Assembly figures now place the NDA at 2,530 of the country’s 4,123 MLAs, up from 2,096 after the general election. The BJP alone has moved from 1,532 legislators, or 37.16% of the total, to 1,813, or 43.97%. The shift has given the ruling alliance a wider state-level base for Rajya Sabha elections, presidential and vice-presidential electoral calculations, and organisational mobilisation ahead of the 2029 parliamentary contest.
The INDIA bloc has moved in the opposite direction. Its combined MLA strength has fallen from 1,603, or 38.88%, to 1,011, or 24.52%, reflecting defeats in key state elections and strains among parties that came together in 2023 to challenge the BJP’s dominance. Unaligned parties have risen from 321 legislators to 563, underlining the growing role of regional forces that are neither comfortably inside the NDA nor reliably committed to the Congress-led opposition platform.
The change has been driven by a sequence of Assembly verdicts after the 2024 parliamentary election. The NDA recovered from Lok Sabha setbacks in Haryana and Maharashtra, captured Delhi after 27 years, swept Bihar, retained Assam with a larger mandate and broke through dramatically in West Bengal. Those victories have offset the opposition’s gains in pockets such as Jharkhand and Kerala, where regional and Congress-led alliances still demonstrated their ability to resist the BJP’s expansion.
West Bengal has produced the most striking alteration in the national map. The BJP secured 207 seats in the 294-member Assembly, reducing the Trinamool Congress to 80 and ending a long phase in which Mamata Banerjee’s party functioned as the principal anti-BJP force in the east. The result has also triggered pressure inside the Trinamool, with dissident claims and organisational changes deepening uncertainty over the party’s ability to hold its legislative and parliamentary ranks together.
Assam added another layer to the NDA’s consolidation in the Northeast. The BJP won 82 of 126 seats, while allies and friendly regional parties strengthened the governing side. The Congress finished with 19 seats, reinforcing a pattern in which the party’s vote base remains visible but insufficient to convert into power when the BJP combines welfare messaging, leadership projection and alliance management.
Bihar’s 2025 Assembly verdict further widened the gap. The NDA secured 202 of 243 seats, leaving the Rashtriya Janata Dal-led opposition sharply diminished. The outcome restored the alliance’s command over one of the country’s most politically consequential states and reduced the opposition’s ability to use Bihar as a counterweight before the next parliamentary cycle.
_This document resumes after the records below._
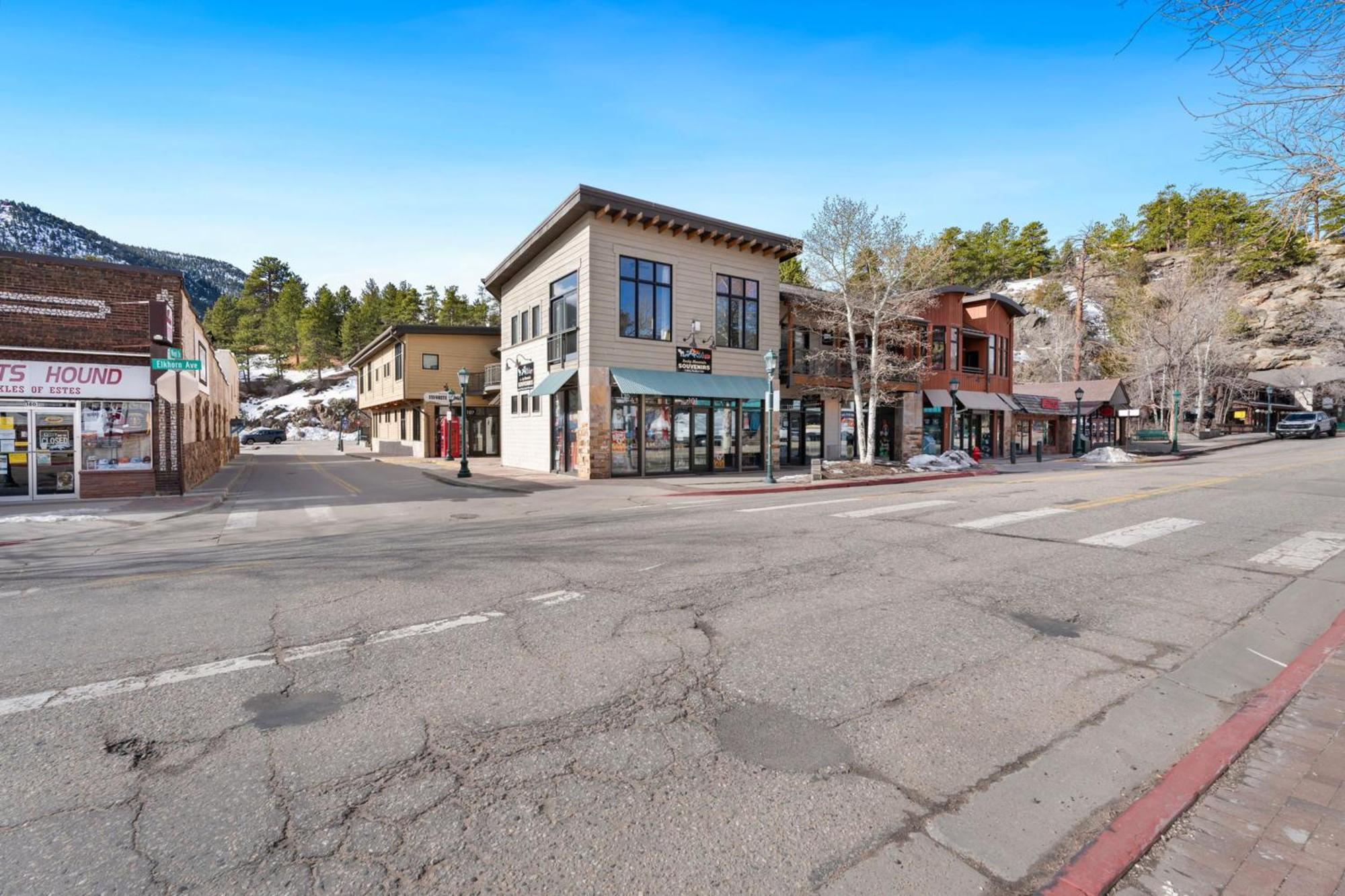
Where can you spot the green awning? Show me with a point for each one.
(553, 382)
(634, 381)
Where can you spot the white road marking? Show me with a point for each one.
(892, 509)
(553, 598)
(1307, 552)
(806, 503)
(319, 513)
(1008, 520)
(80, 693)
(241, 520)
(1270, 658)
(1144, 532)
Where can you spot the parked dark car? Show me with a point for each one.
(1308, 424)
(252, 436)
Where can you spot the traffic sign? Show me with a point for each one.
(174, 364)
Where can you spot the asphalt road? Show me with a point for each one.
(354, 678)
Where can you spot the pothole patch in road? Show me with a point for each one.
(279, 710)
(1051, 626)
(781, 739)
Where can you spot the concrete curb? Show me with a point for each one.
(835, 483)
(1109, 856)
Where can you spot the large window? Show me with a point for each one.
(735, 313)
(646, 299)
(564, 343)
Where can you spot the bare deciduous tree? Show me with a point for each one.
(875, 278)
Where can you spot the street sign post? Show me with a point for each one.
(176, 364)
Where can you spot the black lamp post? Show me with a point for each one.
(1079, 424)
(463, 473)
(953, 413)
(771, 358)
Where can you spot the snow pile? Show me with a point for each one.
(1109, 455)
(948, 460)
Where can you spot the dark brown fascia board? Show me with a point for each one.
(587, 200)
(91, 263)
(403, 330)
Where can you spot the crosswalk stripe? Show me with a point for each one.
(1144, 532)
(241, 520)
(1307, 552)
(1008, 520)
(806, 503)
(891, 509)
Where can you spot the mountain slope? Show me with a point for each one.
(26, 228)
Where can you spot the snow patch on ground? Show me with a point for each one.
(1109, 455)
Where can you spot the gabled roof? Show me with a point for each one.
(434, 330)
(587, 201)
(1098, 391)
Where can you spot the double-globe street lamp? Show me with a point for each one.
(1078, 448)
(771, 360)
(463, 473)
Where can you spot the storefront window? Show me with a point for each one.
(726, 435)
(658, 435)
(626, 435)
(751, 435)
(116, 435)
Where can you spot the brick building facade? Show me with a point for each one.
(80, 412)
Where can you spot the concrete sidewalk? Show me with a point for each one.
(1276, 821)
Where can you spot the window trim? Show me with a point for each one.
(654, 298)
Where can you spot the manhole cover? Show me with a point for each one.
(279, 710)
(781, 739)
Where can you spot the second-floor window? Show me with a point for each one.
(646, 299)
(735, 313)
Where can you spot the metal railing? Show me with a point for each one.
(563, 346)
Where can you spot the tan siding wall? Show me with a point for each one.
(695, 267)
Maharashtra, with its 288-member Assembly, had already signalled the scale of the NDA recovery. The BJP-led Mahayuti won 230 seats in 2024, with the BJP taking 132 and its Shiv Sena and NCP allies adding decisive numbers. The result weakened the Congress, Shiv Sena and NCP bloc and gave the BJP a dominant position in a state that sends 48 members to the Lok Sabha.
The BJP’s return to office in Delhi with 48 of 70 seats delivered symbolic and organisational value beyond the capital’s size. It pushed AAP out of power in the Union Territory and accelerated its break with the INDIA bloc. AAP’s exit, followed by the DMK’s decision to move away from the Congress-led platform after the Tamil Nadu election, has exposed the opposition’s unresolved leadership question.